The big switcheroo

Crossdressing women always got the girl - on stage


Stories about fair maidens who crossdress as dashing young men and win the hearts of other gals have been popular with mainstream audiences since medieval times.

“The story usually goes that a woman is forced to dress as a man for some supposedly utilitarian reason – to get an inheritance or avoid a malevolent relative. Another woman unwittingly falls in love with her and at the end there is a big ‘a-ha!'” says writer Emma Donoghue.

“There’s the pretence that the author thinks that sex couldn’t really happen between females. Of course, we know from legal texts that everyone did know that sex [between women] was possible… It’s a way to play with queer plots without acknowledging it.”

Donoghue refers to this story-line as “the female bridegroom” – a theme she’s exploring in a book she is currently writing on lesbian-themed plots in literature throughout the ages.

One of the earliest versions of this traditional plot is found in a French novel by an anonymous writer called Huon de Bordeaux. In this 1220 book the emperor’s daughter, Lady Olive, falls in love with Ide, a woman who disguised herself as a male squire in order to run away from a molesting father.

After they are legally married Ide reveals her true identity. “Olive doesn’t just flounce on her pillow and get cross,” says Donoghue.

“My right sweete lover,” says Olive in the text, “discomfort not your selfe, for you shall not be accused by me neither to no man nor woman living, we are wedded together, and I will be good and true to you…. For I see it is the pleasure of our Lord God.”

Unfortunately the emperor discovers them and, distraught, he orders them both burnt alive. At the last moment God intercedes – Ide is miraculous transformed into a man and it is foretold that the emperor will soon die.

“The implication is that he is being punished for sentencing the pair to death,” says Donoghue.

Stories featuring a female bridegroom were popular in 16th Century Italian and Spanish plays, and English drama from the 16th to the 18th century. Two of the most famous examples come from Shakespeare’s As You Like It and Twelfth Night which feature romances between crossdressed women and other females.

The plot was less popular in the 19th century but returned in the 20th. The film version of IB Singer’s Yentl, the story of a young Jewish girl disguised as a boy who ends up romantically entangled with both a man and a woman, was a hit in the 1980s. Ann-Marie MacDonald’s play Goodnight Desdemona (Good Morning Juliet), which links Juliet with a crossdressed female, won over mainstream Canadian audiences in the ’90s.

 

Some scholars have claimed that these plots are not really lesbian literature since the woman who is swept off her feet by the crossdresser thinks she is falling for a man.

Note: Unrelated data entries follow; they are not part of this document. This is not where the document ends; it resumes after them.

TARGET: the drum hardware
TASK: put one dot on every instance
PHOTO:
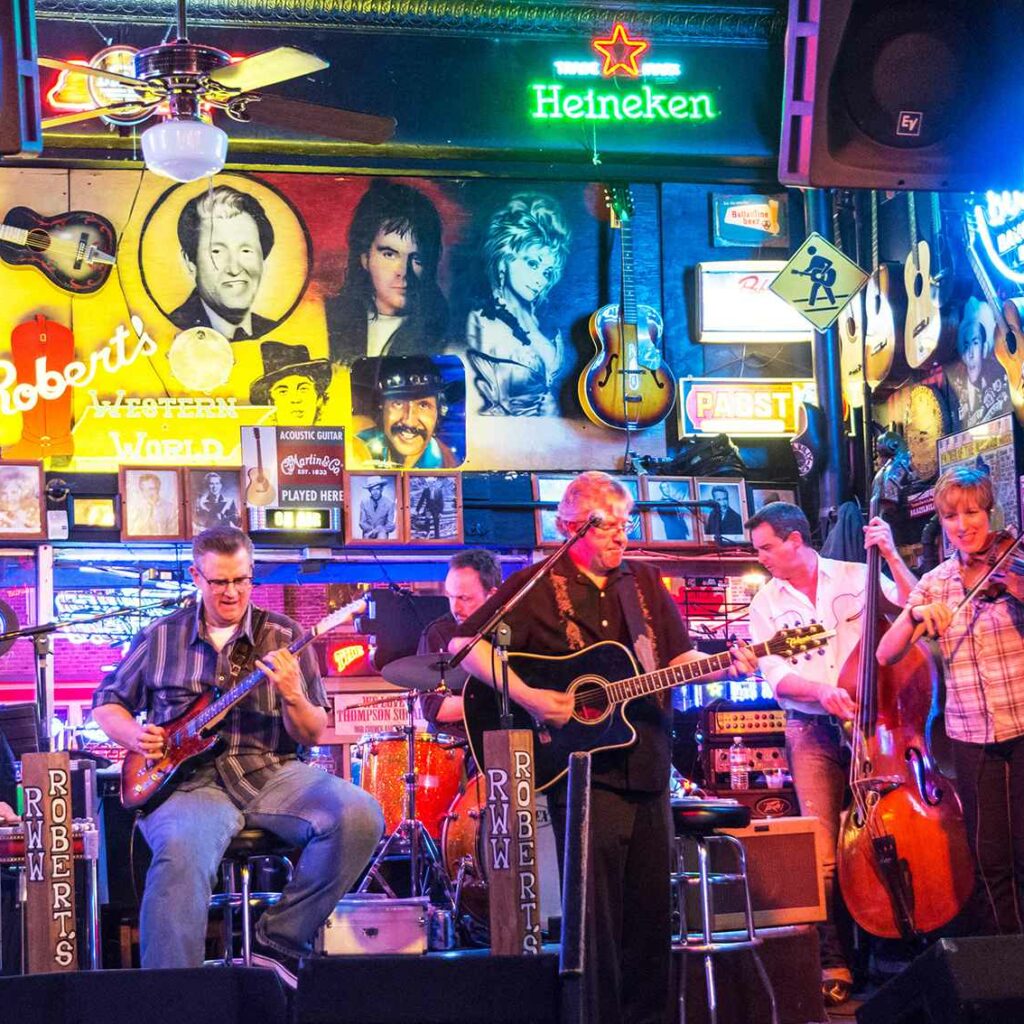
(418, 674)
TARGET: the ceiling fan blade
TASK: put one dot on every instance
(267, 68)
(328, 122)
(134, 83)
(69, 119)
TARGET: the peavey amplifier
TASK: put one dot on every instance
(783, 869)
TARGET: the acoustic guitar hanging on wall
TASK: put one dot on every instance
(626, 385)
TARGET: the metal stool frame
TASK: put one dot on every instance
(710, 942)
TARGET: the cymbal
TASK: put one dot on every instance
(421, 672)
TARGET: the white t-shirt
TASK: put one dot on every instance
(379, 331)
(839, 606)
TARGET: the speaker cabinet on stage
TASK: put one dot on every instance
(20, 130)
(783, 869)
(957, 981)
(902, 94)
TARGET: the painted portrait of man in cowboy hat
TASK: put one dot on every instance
(293, 383)
(412, 398)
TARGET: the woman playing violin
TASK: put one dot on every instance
(982, 647)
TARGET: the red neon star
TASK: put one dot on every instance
(621, 52)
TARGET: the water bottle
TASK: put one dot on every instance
(739, 769)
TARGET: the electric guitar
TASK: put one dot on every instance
(73, 250)
(1009, 344)
(194, 733)
(923, 332)
(883, 309)
(626, 385)
(601, 679)
(259, 489)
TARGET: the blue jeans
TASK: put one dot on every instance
(819, 764)
(336, 824)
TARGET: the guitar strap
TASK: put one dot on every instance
(642, 646)
(243, 657)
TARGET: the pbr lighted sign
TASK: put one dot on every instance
(654, 100)
(741, 408)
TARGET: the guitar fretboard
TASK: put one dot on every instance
(629, 305)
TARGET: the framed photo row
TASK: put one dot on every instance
(683, 512)
(161, 504)
(23, 508)
(402, 508)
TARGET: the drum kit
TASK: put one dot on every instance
(420, 781)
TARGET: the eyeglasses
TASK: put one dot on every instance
(219, 586)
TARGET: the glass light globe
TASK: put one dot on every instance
(184, 150)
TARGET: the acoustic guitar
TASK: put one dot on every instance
(1009, 344)
(925, 341)
(626, 385)
(194, 733)
(851, 320)
(73, 250)
(602, 679)
(883, 310)
(259, 489)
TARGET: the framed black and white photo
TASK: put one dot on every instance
(152, 504)
(22, 511)
(373, 509)
(549, 487)
(213, 498)
(433, 508)
(763, 494)
(674, 522)
(724, 522)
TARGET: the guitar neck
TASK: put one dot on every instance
(674, 675)
(629, 303)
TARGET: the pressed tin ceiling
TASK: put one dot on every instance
(735, 22)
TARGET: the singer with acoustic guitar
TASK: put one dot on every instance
(256, 780)
(593, 595)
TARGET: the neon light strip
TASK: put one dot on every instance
(991, 251)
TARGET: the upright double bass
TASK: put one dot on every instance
(903, 863)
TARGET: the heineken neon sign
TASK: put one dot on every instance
(651, 100)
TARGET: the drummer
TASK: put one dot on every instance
(473, 576)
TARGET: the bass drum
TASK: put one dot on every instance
(463, 843)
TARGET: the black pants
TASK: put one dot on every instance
(628, 929)
(990, 783)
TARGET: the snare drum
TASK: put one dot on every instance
(439, 770)
(463, 844)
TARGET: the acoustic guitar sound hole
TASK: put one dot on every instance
(590, 701)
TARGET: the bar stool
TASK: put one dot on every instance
(247, 846)
(697, 821)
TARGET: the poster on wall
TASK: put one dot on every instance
(251, 299)
(989, 446)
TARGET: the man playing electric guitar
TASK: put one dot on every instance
(592, 595)
(257, 780)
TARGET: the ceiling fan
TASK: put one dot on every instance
(183, 82)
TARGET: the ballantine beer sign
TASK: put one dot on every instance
(652, 101)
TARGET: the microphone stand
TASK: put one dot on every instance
(41, 641)
(502, 634)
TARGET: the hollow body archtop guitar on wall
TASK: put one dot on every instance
(627, 385)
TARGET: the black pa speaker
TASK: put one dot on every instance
(19, 115)
(902, 94)
(957, 981)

“Of course,” says Donoghue, “the audience and the author know exactly what’s going on.”

Donoghue considers female bridegroom tales an important resource for seekers of lesbian, as well as transgendered history. However she cautions that literary and political histories shouldn’t be confused.

“Crossdressed women on stage in Shakespeare’s plays were figures of fun and adventure. Crossdressed women in the audience would be seen as uppity and transgressive and could have faced criminal charges.”

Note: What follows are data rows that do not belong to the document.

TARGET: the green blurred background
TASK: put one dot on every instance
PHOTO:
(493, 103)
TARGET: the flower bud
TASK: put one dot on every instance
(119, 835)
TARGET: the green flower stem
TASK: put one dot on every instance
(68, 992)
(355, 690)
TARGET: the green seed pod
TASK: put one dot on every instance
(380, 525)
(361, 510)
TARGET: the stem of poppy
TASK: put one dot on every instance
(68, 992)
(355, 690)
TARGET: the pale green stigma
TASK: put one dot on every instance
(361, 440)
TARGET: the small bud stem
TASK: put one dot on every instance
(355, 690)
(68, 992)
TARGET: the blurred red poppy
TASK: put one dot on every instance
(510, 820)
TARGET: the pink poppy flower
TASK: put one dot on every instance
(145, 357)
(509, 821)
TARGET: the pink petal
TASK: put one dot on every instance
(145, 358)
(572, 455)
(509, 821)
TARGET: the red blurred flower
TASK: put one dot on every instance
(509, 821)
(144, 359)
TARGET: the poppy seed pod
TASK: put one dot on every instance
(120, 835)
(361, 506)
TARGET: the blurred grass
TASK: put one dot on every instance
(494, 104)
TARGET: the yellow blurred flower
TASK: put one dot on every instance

Donoghue, who is best known as a lesbian novelist (author of Hood, Stir-fry and the forthcoming Slammerkin), become interested in lesbian plots when she saw the same stories appear again and again in her literary explorations.

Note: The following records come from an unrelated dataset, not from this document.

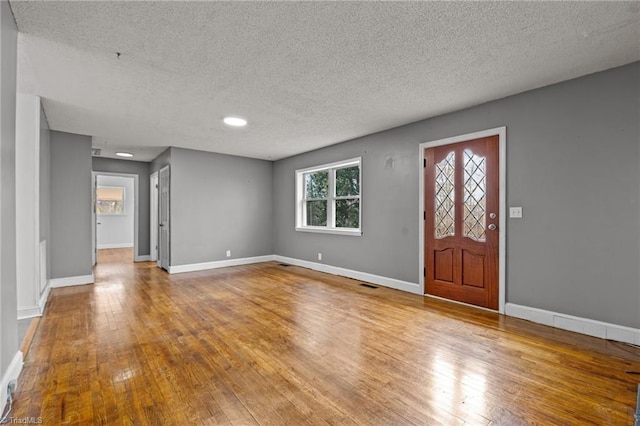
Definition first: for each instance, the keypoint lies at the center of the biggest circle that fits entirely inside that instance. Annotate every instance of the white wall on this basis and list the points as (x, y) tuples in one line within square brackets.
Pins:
[(117, 231), (28, 204)]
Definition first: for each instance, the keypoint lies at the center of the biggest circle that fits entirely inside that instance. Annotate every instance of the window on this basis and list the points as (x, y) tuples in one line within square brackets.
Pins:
[(328, 198), (110, 200)]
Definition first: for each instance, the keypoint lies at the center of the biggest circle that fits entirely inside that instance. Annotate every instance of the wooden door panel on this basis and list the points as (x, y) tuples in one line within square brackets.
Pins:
[(443, 265), (461, 202), (472, 269)]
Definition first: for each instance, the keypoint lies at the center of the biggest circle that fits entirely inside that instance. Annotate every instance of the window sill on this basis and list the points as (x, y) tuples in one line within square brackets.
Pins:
[(336, 231)]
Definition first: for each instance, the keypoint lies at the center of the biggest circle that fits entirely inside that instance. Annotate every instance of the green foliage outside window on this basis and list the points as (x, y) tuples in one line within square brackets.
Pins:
[(345, 194)]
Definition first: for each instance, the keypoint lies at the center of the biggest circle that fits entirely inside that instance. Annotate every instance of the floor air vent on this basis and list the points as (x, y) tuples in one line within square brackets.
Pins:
[(368, 285)]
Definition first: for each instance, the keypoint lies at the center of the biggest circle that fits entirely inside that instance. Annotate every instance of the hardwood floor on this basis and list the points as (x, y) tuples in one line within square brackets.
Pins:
[(270, 344)]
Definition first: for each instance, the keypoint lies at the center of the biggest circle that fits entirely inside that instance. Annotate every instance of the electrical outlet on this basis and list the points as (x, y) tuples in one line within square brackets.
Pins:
[(11, 388)]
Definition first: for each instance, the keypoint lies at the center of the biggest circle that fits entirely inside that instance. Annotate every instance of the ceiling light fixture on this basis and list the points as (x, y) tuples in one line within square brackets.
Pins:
[(235, 121)]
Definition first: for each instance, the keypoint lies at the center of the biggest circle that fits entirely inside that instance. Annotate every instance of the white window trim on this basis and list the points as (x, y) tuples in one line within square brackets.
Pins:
[(300, 204), (124, 202)]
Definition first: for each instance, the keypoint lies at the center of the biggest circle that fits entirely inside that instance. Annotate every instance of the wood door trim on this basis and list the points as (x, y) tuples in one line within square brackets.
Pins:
[(501, 132)]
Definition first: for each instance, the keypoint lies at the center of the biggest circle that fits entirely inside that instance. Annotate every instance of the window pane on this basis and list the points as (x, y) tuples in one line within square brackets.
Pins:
[(109, 207), (316, 213), (445, 197), (317, 184), (110, 200), (348, 181), (474, 196), (348, 213)]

Along with examining the female bridegroom, Donoghue’s book will also investigate other common plots like love triangles between two women and a man, and the enduring commitment between female friends whose relationship is tested by trials.

“When I first started I thought this was a small little area, but every year more and more texts turn up,” says Donoghue. “There’s the illusion that lesbianism was never talked about in the past, but some of these plots appear in the folklore of almost every period and culture.”